NEW YORK, Nov 29 (Reuters) - A U.S. judge on Wednesday put on hold a $10 billion lawsuit against George Soros in which companies controlled by fellow billionaire Beny Steinmetz claimed his campaign of defamation cost them a lucrative iron ore deposit in Guinea.
While rejecting Soros’ request to dismiss the lawsuit, U.S. District Judge John Keenan in Manhattan said the hold should continue pending an arbitration between Steinmetz’s BSG Resources and the West African country of Guinea, which he said would likely resolve many underlying issues.
“We are pleased with the decision,” said Joseph Baio, a lawyer for Soros.
“We are pleased that the court did not dismiss the claims,” said Louis Solomon, a New York-based lawyer for BSG. “We think the arbitration will strengthen our case here, and look forward to continuing the lawsuit.”
Soros, 87, is worth $8 billion and Steinmetz, 61, is worth $1.15 billion, Forbes magazine said on Wednesday.
BSG accused Soros and groups he helps fund of propagating “untrue” corruption allegations and paying Guinean officials to strip it of mining rights, causing it to lose its rights to the Simandou deposit in April 2014.
It said the Hungarian-born Soros had been driven by a grudge dating to 1998, when he “falsely concluded” that Steinmetz cost him a big business loss in Russia, as well as hostility toward Israel.

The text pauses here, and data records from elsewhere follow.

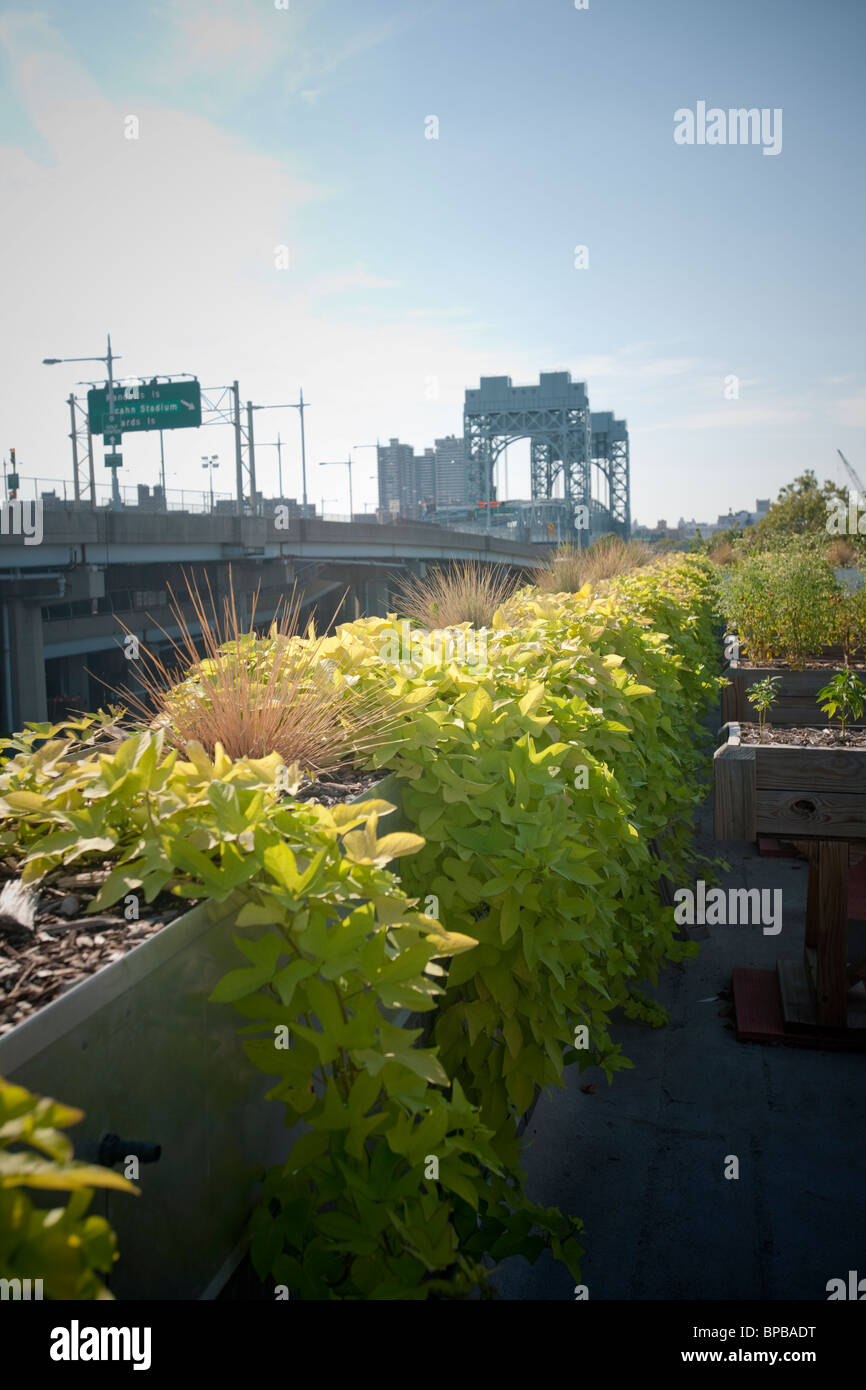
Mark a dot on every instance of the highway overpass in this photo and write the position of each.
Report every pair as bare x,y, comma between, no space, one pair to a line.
63,601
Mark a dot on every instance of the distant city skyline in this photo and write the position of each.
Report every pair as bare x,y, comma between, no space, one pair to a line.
382,206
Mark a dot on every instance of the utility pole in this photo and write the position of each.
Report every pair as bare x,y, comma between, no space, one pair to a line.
74,438
252,453
163,474
116,491
344,463
238,448
303,455
114,434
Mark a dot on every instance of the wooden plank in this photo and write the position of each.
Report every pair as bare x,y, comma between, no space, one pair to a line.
831,982
812,898
799,815
780,766
734,792
797,994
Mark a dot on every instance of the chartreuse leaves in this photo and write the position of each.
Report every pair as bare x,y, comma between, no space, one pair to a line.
61,1246
534,788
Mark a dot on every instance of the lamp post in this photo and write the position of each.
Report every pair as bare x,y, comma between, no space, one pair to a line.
109,359
210,462
373,474
274,444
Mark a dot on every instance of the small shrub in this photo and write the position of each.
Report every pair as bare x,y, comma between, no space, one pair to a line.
723,553
762,695
843,697
843,553
783,603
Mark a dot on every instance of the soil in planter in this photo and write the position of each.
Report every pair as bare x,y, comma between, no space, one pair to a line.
339,787
66,945
779,663
39,963
804,737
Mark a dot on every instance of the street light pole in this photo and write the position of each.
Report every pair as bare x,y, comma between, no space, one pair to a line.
344,463
210,462
377,462
109,359
300,406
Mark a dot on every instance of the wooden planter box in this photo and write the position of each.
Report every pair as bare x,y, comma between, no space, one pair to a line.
797,704
148,1058
818,798
786,791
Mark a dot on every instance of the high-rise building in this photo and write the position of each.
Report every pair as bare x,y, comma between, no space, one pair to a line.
451,473
426,480
396,478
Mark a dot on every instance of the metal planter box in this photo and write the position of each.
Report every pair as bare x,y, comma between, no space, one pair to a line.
141,1050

Steinmetz is Israeli.
In Wednesday’s decision, Keenan said Soros established that the “same key issues” in the April 2017 lawsuit underlay BSG’s arbitration before the International Centre for Settlement of Investment Disputes in Paris, which began in August 2014.
Keenan said BSG would not suffer “undue hardship” by waiting for the arbitration to take its course, and that a resolution “will likely provide significant insight into, if not actually resolve” claims in the lawsuit, including fraud and defamation.

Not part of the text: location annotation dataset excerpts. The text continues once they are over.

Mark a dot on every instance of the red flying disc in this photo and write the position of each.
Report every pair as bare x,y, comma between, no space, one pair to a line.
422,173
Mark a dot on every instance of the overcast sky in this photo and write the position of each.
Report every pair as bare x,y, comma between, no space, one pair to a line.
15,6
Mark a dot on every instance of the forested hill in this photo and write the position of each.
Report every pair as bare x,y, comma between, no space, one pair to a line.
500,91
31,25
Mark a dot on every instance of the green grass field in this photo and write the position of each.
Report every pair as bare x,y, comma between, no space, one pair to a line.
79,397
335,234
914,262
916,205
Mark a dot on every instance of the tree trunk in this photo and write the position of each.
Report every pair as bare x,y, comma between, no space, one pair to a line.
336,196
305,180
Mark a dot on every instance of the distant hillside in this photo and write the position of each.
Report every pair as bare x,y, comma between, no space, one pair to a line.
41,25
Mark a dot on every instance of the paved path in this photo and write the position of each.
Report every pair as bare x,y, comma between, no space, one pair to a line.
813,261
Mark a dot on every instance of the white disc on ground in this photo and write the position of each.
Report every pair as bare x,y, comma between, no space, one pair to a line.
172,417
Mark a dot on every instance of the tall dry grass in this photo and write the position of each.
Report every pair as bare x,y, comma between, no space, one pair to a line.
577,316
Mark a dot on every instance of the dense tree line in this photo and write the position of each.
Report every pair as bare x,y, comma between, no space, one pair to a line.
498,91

Steinmetz’s ability to travel has been restricted since last December, when he was put under house arrest for two weeks in connection with a probe into alleged bribery of senior public officials in Guinea.
BSG and Steinmetz have denied wrongdoing, and Steinmetz was released without charge. On Nov. 15, a court in Israel said Steinmetz could leave that country, but not travel to Africa and all but six countries in Europe.